Are retailers ready to serve maturing customers?
The signs are as clear as daylight. The post-war baby boomers are living longer and staying more active. They are working longer and pushing retirement age to beyond 65 years. They are wealthier and spend on travel and dining experiences.
According to World Population Ageing, 2009, United Nations Report on Economic and Social Affairs, the “over-60″group grew from 200 million in 1950 to 600 million in 2000, to 800 million in 2013, and will reach two billion in 2050.
On the other hand, birth rates are declining. According to the United Nations Population Division, World Fertility Patterns, 2009, the global fertility rates from 1970 to 2010 declined from 4.7 to 2.6. As a consequence, the fastest-growing consumer segment is the maturing customers. Are Asian retailers, especially retail pharmacy, ready to serve them well?
I think Asian retailers have an opportunity to serve this market segment if they focus on appropriate services and customer experiences.
Today’s retailers need to be able to profile their core customers, diagnose and anticipate their needs in order to offer differentiated retail solutions that make their lives better. This proposition will keep the cash register ringing.
Instead of retail stores, think retail services.
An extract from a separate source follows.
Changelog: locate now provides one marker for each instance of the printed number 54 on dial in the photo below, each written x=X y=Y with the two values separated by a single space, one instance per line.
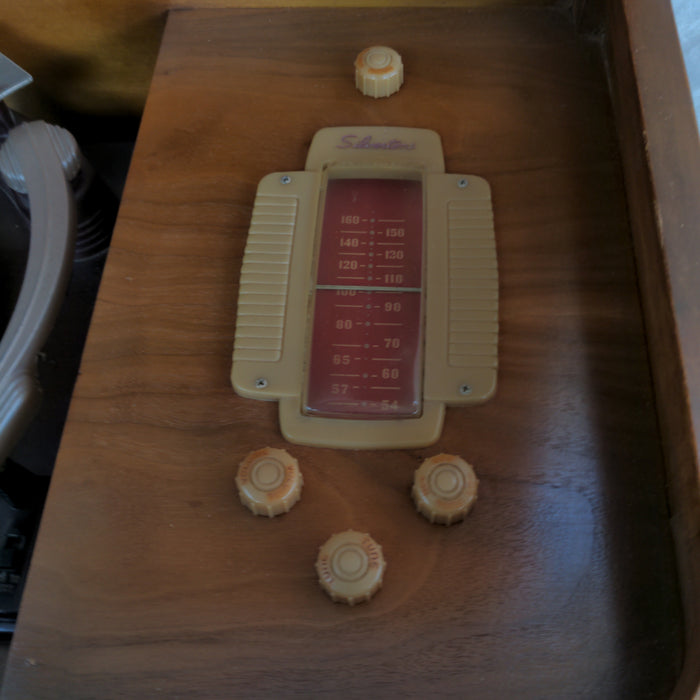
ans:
x=369 y=292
When retailers think of services, they think about who they should serve and how to serve well. In terms of ageing population, retailers need to understand the unique needs of maturing customers so that they can eliminate their current “workarounds”. “Workarounds” refer to customers’ quick fix solutions to overcome their current challenges on a temporary basis.
Some of the current challenges faced by maturing customers are inaccessibility to store locations due to distance, inability to navigate large store size, reach for displays, read fine print on product packaging, dim lighting, lack of resting areas and retail employees who lack empathic understanding of maturing customers.
While maturing customers seek assistance, they do not want to be treated as “old” or “elderly”. The new segment of maturing customers differs from the traditional idea of “senior citizens”. They are educated, equipped with work experience, own smartphones, use the Internet and are planning to live long, active lives instead of slowing down. During their free time, they read widely, online and offline.
Their behavioural patterns show that they prefer to shop near their homes and during off -peak hours. They do not buy many but they buy better quality products. They look for brands that they trust.
Address the 3Cs
Map the current maturing customers’ journey and identify their joy and pain points. Use these as inspirations to generate innovative solutions. Delivering personalised value-added services in a convenient and comfortable location is key to winning over maturing customers.
Maturing customers are challenged by 3Cs: Commuting, carrying and climbing. For ease in commuting, why not off er transportation services for a small group of maturing customers living in the same area? Arrange a shuttle bus to fetch them to the mall and home on the same day. The visit allows them to fill up their medical prescriptions, visit their doctors, get their blood pressure checked, and shop for groceries.
For carrying, assist them with loading and unloading of their purchases from the stores to their homes or offer home delivery services.
For climbing, ensure that the path is wide enough for a maturing customer with wheelchair, walker or electric shopping cart. This applies to areas such as car park, car drop-off , supermarket aisle, fitting room, rest room and cashier area.
Provide product information display in larger font and use brighter lights for ease of reading. Eye-level display is most important as they may be limited in stretching. For bottom shelves display, offer small and light seats where they can sit and browse. Offer seats next to the queue at the cashier.
Why not position shopping as a regular physical activity for keeping fit? Offer the mall as an exercise venue for morning walks in the quiet hours before the stores open. After exercising, they can stay on for breakfast and shopping.
Play up the socialisation factor. Maturing customers prefer familiar places and faces. Achieve smiles per square foot and naturally, sales per square foot will follow. Hire active and interactive maturing customers as employees too.
Offer personal shopper services to run errands or provide reminder calls to check if they are short on anything, especially prescription items. Entice them to get out of their homes to seek new experiences, meet new people or learn about what’s new via events such as ‘try-and-buy’ and ‘meet-the-experts’.
Instead of having pharmacists stand behind a wall or counter, let them be on the shop floor where the customers are, thereby improving interaction.
For product selection, learning from how diners pair their wine with their food, retailers can offer health-pairing products since maturing customers are more likely to spend on food and over-the-counter health products. Offer special needs patients the opportunity to shop with an in-house pharmacist or specialist for groceries and meal planning advice that are compatible with their diet requirements.
We live in a society that is constantly changing. It is no longer business as usual. Retailers need to think differently. The maturing customers segment is fast becoming a huge market. Retailers need to prepare their manpower to engage and serve this emerging market well.